Washington's Blog -  Under the TPP, corporations will be able to appeal the laws of nations to 3-member panels of arbitrators, with one arbitrator chosen by them and a second agreed to by both them and the nation whose laws they are seeking to overturn. See the chapter on “investment,” for how this works. It means that a foreign oil or mining corporation, for example, could overrule a U.S. environmental law by appealing to 2 out of 3 corporate lawyers on a secret panel.

The TPP puts a large number of disastrous policies in place without waiting for corporate arbitration. For example, the U.S. Department of Energy would be required to approve any applications to export liquefied “natural” gas — meaning more fracking, more destruction of the earth’s climate, more profits for those who’ve been writing this treaty in secret for years, but not more sustainability, environmental protection, or even U.S. energy “independence.”

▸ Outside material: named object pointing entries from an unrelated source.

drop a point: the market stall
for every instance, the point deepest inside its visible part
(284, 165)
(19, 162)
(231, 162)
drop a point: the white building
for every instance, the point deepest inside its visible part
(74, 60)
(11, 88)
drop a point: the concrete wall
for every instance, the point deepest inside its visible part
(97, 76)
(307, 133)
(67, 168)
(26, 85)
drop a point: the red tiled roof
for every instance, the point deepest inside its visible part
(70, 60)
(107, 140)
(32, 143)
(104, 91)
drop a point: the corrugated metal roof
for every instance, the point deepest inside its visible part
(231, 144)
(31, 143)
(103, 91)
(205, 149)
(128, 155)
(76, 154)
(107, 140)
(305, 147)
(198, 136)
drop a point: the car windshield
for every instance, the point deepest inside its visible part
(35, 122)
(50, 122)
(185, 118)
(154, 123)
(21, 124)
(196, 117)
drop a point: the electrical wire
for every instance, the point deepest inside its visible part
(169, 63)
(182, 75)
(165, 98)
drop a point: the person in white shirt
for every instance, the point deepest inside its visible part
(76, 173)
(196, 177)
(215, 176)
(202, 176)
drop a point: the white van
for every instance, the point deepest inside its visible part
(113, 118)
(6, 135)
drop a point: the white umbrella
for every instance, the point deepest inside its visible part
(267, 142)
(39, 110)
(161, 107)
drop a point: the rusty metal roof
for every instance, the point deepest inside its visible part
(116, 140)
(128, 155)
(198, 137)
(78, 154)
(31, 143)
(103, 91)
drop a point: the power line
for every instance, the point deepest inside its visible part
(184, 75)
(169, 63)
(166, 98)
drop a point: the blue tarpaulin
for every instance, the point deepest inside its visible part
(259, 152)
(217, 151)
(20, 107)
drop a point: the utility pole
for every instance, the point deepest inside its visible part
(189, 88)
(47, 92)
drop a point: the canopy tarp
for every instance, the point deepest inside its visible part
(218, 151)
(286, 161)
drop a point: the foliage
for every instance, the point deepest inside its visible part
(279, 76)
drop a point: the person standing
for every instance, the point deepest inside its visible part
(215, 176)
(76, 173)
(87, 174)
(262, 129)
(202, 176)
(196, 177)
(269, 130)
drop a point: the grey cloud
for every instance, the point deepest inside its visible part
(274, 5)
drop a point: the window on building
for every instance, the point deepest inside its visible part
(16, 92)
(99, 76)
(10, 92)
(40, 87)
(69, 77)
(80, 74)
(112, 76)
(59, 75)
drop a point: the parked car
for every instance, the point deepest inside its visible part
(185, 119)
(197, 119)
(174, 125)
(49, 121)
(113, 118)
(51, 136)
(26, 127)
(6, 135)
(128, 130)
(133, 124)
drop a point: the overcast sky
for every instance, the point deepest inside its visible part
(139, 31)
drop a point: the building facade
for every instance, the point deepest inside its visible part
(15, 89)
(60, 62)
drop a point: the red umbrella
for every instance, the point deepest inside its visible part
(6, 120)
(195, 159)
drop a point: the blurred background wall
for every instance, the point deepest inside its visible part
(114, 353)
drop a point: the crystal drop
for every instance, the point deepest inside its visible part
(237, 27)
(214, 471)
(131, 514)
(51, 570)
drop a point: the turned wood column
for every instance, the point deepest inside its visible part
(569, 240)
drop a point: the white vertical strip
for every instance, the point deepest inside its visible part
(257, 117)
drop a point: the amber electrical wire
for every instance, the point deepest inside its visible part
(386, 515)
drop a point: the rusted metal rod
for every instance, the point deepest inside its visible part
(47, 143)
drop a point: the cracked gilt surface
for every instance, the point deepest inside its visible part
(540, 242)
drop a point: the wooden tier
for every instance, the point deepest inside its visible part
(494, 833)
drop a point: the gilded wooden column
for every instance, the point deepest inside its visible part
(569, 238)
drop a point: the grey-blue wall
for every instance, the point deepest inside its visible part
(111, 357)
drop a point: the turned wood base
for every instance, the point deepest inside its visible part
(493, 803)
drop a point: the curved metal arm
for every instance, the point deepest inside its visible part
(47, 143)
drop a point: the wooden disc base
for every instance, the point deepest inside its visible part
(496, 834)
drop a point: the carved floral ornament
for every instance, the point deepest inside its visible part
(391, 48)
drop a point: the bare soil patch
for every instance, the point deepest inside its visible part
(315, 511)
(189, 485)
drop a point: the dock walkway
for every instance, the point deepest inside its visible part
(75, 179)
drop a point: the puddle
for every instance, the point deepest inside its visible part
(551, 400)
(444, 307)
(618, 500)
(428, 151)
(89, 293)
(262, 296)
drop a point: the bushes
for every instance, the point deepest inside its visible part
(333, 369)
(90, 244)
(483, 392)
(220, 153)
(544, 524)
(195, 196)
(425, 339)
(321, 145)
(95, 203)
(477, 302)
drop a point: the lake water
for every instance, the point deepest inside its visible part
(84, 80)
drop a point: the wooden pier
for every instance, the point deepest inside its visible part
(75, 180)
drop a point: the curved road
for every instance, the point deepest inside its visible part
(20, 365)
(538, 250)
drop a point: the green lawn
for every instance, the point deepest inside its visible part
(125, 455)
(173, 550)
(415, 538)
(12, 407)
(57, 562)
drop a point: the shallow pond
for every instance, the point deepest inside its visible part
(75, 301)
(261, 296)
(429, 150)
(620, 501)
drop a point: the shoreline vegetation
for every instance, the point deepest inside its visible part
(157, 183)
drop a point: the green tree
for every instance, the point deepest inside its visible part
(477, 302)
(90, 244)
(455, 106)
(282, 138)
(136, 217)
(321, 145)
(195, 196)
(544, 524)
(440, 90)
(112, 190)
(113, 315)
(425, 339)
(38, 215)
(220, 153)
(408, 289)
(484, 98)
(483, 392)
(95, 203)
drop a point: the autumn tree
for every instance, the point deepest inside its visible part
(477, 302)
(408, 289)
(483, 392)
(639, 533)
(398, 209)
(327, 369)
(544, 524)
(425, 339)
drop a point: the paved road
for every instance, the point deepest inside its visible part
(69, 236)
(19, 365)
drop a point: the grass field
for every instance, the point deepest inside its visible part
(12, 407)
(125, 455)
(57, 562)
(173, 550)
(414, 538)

The TPP would lower U.S. tariffs to zero while keeping Vietnam’s, for example, in place, which — along with no meaningful or enforceable labor standards — will encourage U.S. corporations to move even more jobs abroad to low-wage and even slave labor. The Obama Administration reported on slavery in Malaysia, then altered Malaysia’s ranking in order to allow its participation in the TPP. This race to the bottom would lower U.S. wages without encouraging better practices abroad.

“According to an initial analysis published in the Wall Street Journal, the U.S. market access concessions alone will increase the U.S. trade deficit in manufactured goods and autos and auto parts by more than $55 billion dollars resulting in the loss of more than 330,000 jobs.” —Public Citizen


The TPP could require the United States to import food that doesn’t meet U.S. safety standards. Any U.S. food safety rule on pesticides, labeling, or additives that is higher than international standards could be challenged as an “illegal trade barrier.”

The TPP would threaten provisions included in Medicare, Medicaid, and veterans’ health programs to make medicines more affordable, as well as domestic patent and drug-pricing laws.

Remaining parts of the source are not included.